Question 51: How do you compare MapReduce and Spark Application?

Answer: Spark has many advantages over the Hadoop job, let’s describe each one

MapReduce: The highest level unit of computation in MapReduce is a Job. Jobs responsibility includes to load data, applies map function and then shuffles it, after that run reduce function and finally write data to persistence storage.

Spark Application: Highest-level unit of computation is an application. A Spark application can be used for a single batch job, an interactive session with multiple jobs, or a long-lived server continually satisfying requests. So a Spark application can consists of more than just a single MapReduce job.

MapReduce starts a process for each task. In contrast, a Spark application can have processes running on its behalf even when it is not running any application. And in case of Spark, multiple tasks can run within the same executor. Both by combining extremely fast task startup as well as in-memory data storage, resulting in orders of magnitude faster performance over MapReduce.

Question 52: Please explain the Spark execution model?

Answer: Spark execution model have following concepts

  • Driver: An application maps to a single driver process. Driver process manages the job flow and schedule tasks and is available the entire time the application is running. Typically, this driver process is the same as the client process used to initiate the job, although when run on YARN, the driver can run in the cluster. In interactive mode, the shell itself is the driver process.
  • Executor: For a single application/driver set of executor processes are distributed across the hosts in a cluster. The executors are responsible for performing work, in the form of tasks, as well as for storing any data that you cache. Executor lifetime depends on whether dynamic allocation is enabled. An executor has a number of slots for running tasks, and will run many concurrently throughout its lifetime.

 

  • Stage: A stage is a collection of tasks that run the same code, each on a different subset of the data.

Question 53: What is Spark Streaming?

Answer: Spark streaming is an extension of core Spark that enables scalable, high-throughput, fault-tolerant processing of data streams. Spark streaming receives input data streams and divides the data into batches called DStreams.

Question 54: How do you define DStream or what is DStream?

Answer: You can create DStream from sources like Kafka, Flume, and Kinesis or by applying operations on the other DStreams.

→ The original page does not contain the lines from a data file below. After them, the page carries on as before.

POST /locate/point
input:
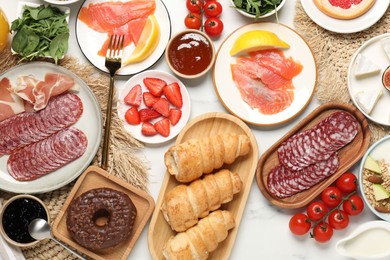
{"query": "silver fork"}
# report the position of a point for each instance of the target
(113, 63)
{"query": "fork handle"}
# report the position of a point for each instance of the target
(106, 138)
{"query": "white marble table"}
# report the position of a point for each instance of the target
(264, 232)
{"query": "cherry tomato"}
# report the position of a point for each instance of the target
(213, 26)
(193, 21)
(354, 205)
(338, 219)
(299, 224)
(331, 196)
(212, 9)
(322, 232)
(316, 210)
(346, 182)
(194, 6)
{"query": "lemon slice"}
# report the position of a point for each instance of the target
(147, 43)
(257, 40)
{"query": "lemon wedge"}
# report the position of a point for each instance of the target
(257, 40)
(147, 43)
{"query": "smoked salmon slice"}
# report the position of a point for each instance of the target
(125, 18)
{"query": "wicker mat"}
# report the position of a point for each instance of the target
(123, 161)
(333, 52)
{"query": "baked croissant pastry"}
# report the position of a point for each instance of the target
(191, 159)
(184, 205)
(198, 241)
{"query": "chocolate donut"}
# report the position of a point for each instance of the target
(86, 213)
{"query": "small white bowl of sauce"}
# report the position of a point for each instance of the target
(190, 54)
(368, 242)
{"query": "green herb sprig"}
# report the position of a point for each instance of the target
(41, 32)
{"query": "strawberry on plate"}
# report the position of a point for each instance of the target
(132, 116)
(173, 94)
(134, 97)
(155, 85)
(174, 115)
(163, 127)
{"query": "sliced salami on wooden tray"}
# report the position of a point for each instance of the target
(288, 174)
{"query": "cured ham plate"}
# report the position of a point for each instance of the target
(90, 41)
(346, 26)
(348, 155)
(205, 125)
(304, 82)
(373, 50)
(89, 122)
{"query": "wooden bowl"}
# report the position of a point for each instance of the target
(208, 125)
(348, 155)
(95, 177)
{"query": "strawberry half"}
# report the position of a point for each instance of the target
(147, 114)
(163, 127)
(148, 129)
(155, 86)
(162, 106)
(134, 97)
(132, 116)
(174, 115)
(149, 99)
(173, 94)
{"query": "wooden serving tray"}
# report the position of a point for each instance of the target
(208, 125)
(95, 177)
(348, 155)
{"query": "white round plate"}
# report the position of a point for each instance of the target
(135, 130)
(372, 49)
(345, 26)
(90, 123)
(378, 151)
(304, 83)
(91, 41)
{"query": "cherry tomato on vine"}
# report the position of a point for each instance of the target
(322, 232)
(354, 205)
(194, 6)
(299, 224)
(213, 26)
(193, 21)
(338, 219)
(316, 210)
(331, 196)
(346, 182)
(212, 9)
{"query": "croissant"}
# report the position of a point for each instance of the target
(184, 205)
(191, 159)
(198, 241)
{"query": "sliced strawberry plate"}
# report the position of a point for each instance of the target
(164, 108)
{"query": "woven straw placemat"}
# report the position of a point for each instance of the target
(123, 161)
(333, 52)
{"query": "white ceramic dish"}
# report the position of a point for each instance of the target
(373, 50)
(346, 26)
(91, 41)
(379, 150)
(362, 240)
(135, 130)
(263, 16)
(90, 123)
(304, 83)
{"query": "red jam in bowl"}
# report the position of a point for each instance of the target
(190, 53)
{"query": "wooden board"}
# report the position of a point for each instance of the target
(203, 126)
(348, 155)
(95, 177)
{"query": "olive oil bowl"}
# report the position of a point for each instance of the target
(16, 214)
(190, 54)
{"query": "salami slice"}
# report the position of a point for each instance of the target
(26, 128)
(318, 143)
(40, 158)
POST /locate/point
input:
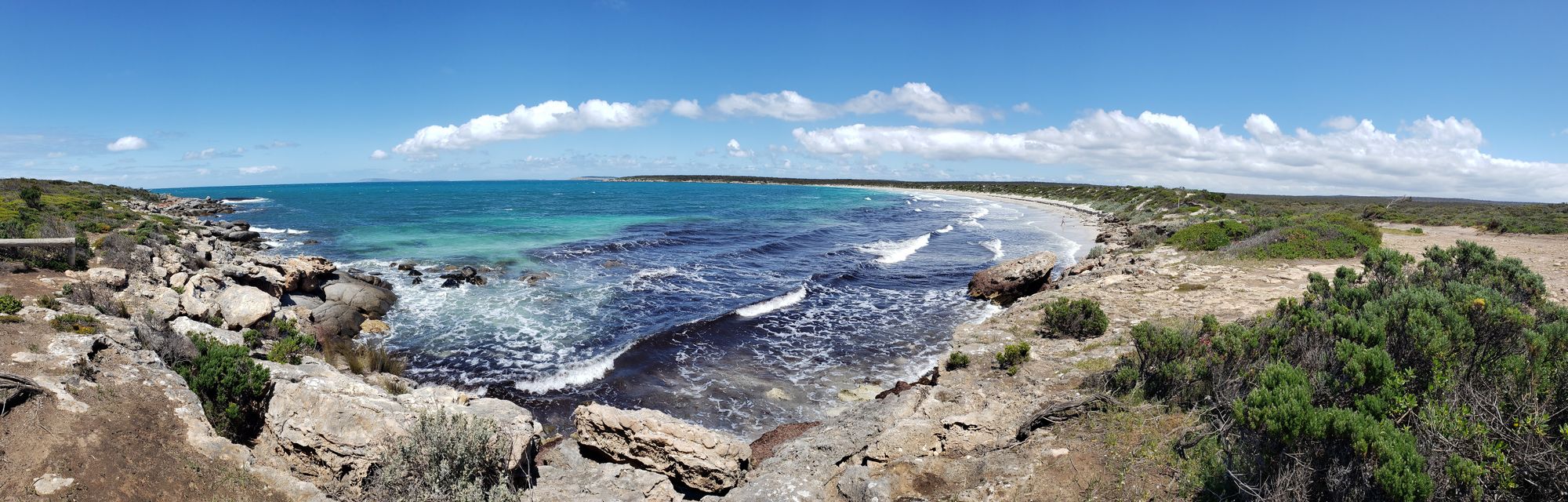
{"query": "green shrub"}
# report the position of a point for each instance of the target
(10, 305)
(1210, 236)
(957, 362)
(74, 324)
(231, 387)
(1012, 357)
(1404, 382)
(445, 459)
(288, 351)
(1080, 319)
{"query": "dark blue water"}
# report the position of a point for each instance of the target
(694, 299)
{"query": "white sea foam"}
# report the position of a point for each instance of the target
(896, 252)
(573, 374)
(263, 230)
(996, 249)
(774, 304)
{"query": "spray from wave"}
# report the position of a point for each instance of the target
(890, 253)
(772, 304)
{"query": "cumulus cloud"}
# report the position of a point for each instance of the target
(688, 109)
(526, 123)
(256, 170)
(786, 106)
(915, 100)
(918, 101)
(1341, 123)
(128, 144)
(733, 148)
(1432, 156)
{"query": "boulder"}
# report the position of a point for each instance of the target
(371, 300)
(107, 277)
(307, 274)
(244, 305)
(336, 319)
(330, 427)
(186, 326)
(700, 459)
(1014, 280)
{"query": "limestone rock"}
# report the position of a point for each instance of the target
(107, 277)
(186, 326)
(244, 305)
(336, 319)
(328, 427)
(1014, 280)
(371, 300)
(692, 456)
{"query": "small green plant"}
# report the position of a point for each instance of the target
(253, 338)
(957, 362)
(1012, 357)
(231, 387)
(10, 305)
(1080, 319)
(74, 324)
(445, 459)
(289, 349)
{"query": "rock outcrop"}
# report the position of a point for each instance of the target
(328, 427)
(691, 456)
(1014, 280)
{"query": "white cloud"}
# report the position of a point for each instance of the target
(918, 101)
(128, 144)
(1436, 158)
(786, 106)
(1341, 123)
(258, 170)
(526, 123)
(915, 100)
(733, 148)
(688, 109)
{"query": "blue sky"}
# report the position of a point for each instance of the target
(1207, 96)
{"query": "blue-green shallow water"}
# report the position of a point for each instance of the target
(694, 299)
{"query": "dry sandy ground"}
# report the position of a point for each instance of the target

Every DStream is associated with a Receiver, which receives the data from source and stores it in executor memory.

Question 55: What is Dynamic Allocation?

Answer: Dynamic allocation allows Spark (Only on YARN) to dynamically scale the cluster resources allocated to your application based on the workload. When dynamic allocation is enabled and a Spark application has a backlog of pending tasks, it can request executors. When the application becomes idle, its executors are released and can be acquired by other applications.

When Spark dynamic resource allocation is enabled, all resources are allocated to the first submitted job available causing subsequent applications to be queued up. To allow applications to acquire resources in parallel, allocate resources to pools and run the applications in those pools and enable applications running in pools to be preempted.